On 18.01.2012 23:37, Julian Foad wrote:
> Branko Čibej wrote:
>> On 18.01.2012 14:45, Julian Foad wrote:
>>>> |\ ^ |
>>>> | \ | |
>>>> | \ reintegrate |
>>>> | V | |
>>>> | A_COPY_2-----------------r9---r10--- |
>>>> | ^ sync merge
>>>> | / |
>>>> | cherry-pick merge of r8 |
>>>> V / V
>>> Thanks for this good example of a more complex use case. I've included
>>> it in <http://wiki.apache.org/subversion/KeepingReintegratedBranchAlive>
>>> and written up a discussion of the options there.
>>> What do we want in this case? The options are basically:
> (To be sure we're talking about the same thing, here I'm talking about how Subversion decides whether to merge the change "r11" from A onto A_COPY.)

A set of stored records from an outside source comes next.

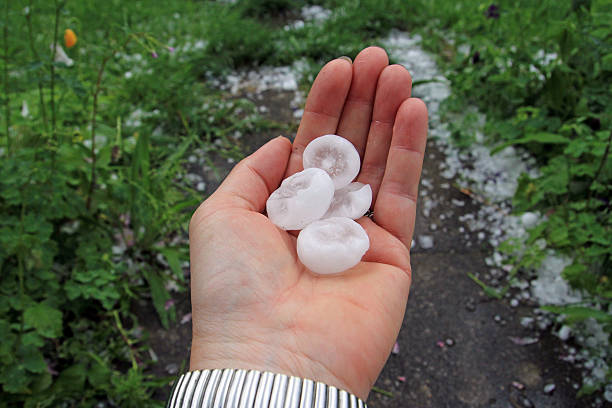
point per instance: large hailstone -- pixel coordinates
(332, 245)
(352, 201)
(334, 154)
(301, 199)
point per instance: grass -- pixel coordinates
(92, 178)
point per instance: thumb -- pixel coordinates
(255, 177)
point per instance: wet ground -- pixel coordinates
(457, 347)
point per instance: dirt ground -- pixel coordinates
(456, 345)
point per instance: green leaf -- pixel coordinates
(41, 382)
(160, 296)
(99, 373)
(32, 359)
(46, 320)
(173, 258)
(606, 62)
(14, 379)
(540, 137)
(71, 380)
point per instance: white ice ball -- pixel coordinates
(332, 245)
(334, 154)
(352, 201)
(301, 199)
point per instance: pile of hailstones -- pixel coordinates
(322, 202)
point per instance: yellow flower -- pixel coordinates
(69, 38)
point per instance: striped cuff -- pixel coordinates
(231, 388)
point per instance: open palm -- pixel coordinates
(254, 304)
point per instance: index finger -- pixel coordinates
(395, 207)
(323, 108)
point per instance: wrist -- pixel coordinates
(275, 357)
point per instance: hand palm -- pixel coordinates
(254, 304)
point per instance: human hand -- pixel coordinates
(255, 306)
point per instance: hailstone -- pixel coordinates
(301, 199)
(334, 154)
(332, 245)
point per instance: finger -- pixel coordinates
(323, 108)
(357, 113)
(252, 181)
(394, 87)
(395, 207)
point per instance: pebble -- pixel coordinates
(549, 388)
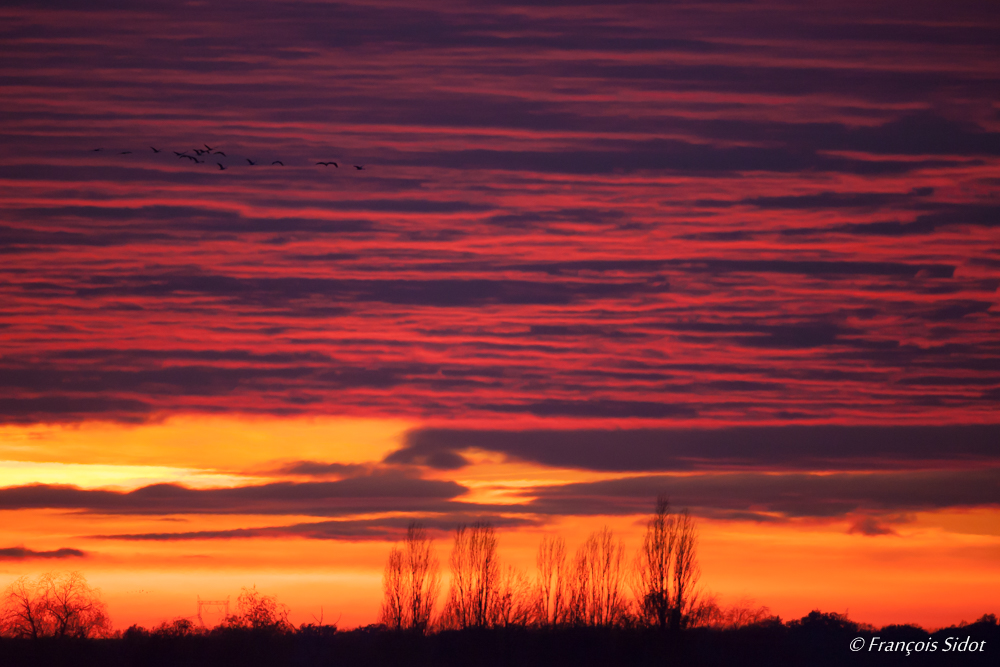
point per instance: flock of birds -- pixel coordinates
(210, 150)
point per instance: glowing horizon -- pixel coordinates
(741, 255)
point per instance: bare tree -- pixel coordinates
(686, 571)
(56, 605)
(25, 611)
(475, 577)
(600, 571)
(666, 571)
(652, 573)
(512, 605)
(551, 594)
(410, 582)
(393, 613)
(256, 611)
(424, 577)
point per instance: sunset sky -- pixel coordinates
(745, 254)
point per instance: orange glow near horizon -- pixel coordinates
(937, 568)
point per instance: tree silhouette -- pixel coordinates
(54, 605)
(686, 571)
(410, 582)
(551, 596)
(256, 611)
(475, 578)
(666, 572)
(597, 590)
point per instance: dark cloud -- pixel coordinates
(21, 553)
(440, 293)
(375, 492)
(595, 407)
(794, 447)
(389, 528)
(787, 495)
(820, 268)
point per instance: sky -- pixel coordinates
(742, 254)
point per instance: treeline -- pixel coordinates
(816, 640)
(602, 585)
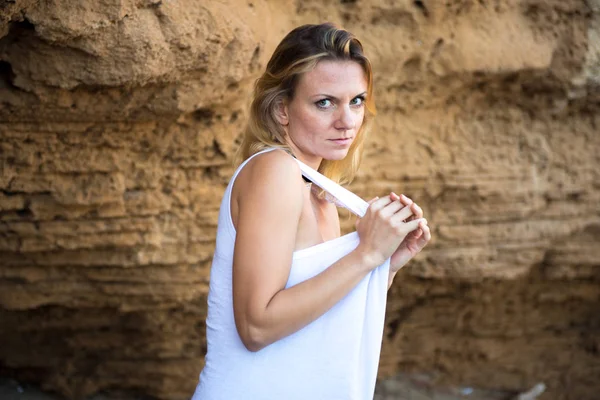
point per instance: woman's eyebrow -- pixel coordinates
(335, 98)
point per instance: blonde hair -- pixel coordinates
(299, 52)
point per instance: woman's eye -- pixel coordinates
(325, 103)
(357, 101)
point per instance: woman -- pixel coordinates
(296, 311)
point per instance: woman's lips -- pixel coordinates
(342, 141)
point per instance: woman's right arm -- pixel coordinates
(269, 207)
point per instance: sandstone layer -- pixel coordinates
(118, 124)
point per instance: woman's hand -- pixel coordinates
(414, 242)
(383, 229)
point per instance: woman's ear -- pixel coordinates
(281, 112)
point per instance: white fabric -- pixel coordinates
(334, 357)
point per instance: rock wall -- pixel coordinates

>>> (1) try to merge (as we do now), despite knowing it will conflict;
>> Actually, you know that it will not conflict, unless r9 or r10
>> introduced changes in the same place as r8. Otherwise the code is the
>> same and diff3 should skip that part, yes?
> No; I mean in general it will conflict. Yes there are certain simple changes that the three-way text merge function will detect as "looks like that change has already been made here" and auto-resolve it as a no-op, but that's beside the point.
I don't think it's beside the point. Mergeinfo can only give you a hint
about node-level conflicts some of the time, and you still have to be
careful about when to believe it. But "svn merge" isn't really about
nodes, it's about textual changes -- at least as far as the user is
concerned (and I'm carefully hand-waving away tracking renames). So in
the end, you have to rely on textual diffs in order to guesstimate what
actually happened. Even looking at your cherry-pick merge of r8 in the
diagram example above, all bets are off if only half of the r8 change to
A was actually committed in r9 (in other words, if the user edited the
result before committing the merge).
It's easy to tell the users "don't do that", but not really realistic.
After all, this happens every time you have to manually resolve a text
Instead of trying to invent ways to not make current reintegrate suck
rocks, I'd suggest taking a look at how other tools handle such repeated
merges between branches. Specifically, since git afficionados have so
much to say about how good merging in git is, especially compared to
Subversion, I'd be really interested to see if -- when you get down to
cases -- it can actually do anything that analyzing the diff3 results
(or, more likely, using diff4) can't already do.
I suspect that the real trick is in finding the correct common ancestor
for diff3, and properly pruning the diff3 result, rather than hoping
that merginfo will correctly tell you which cherry-picked revisions to
skip. Because it certainly won't and can't, in general. What it /can/
tell you is which ones to be extra careful about.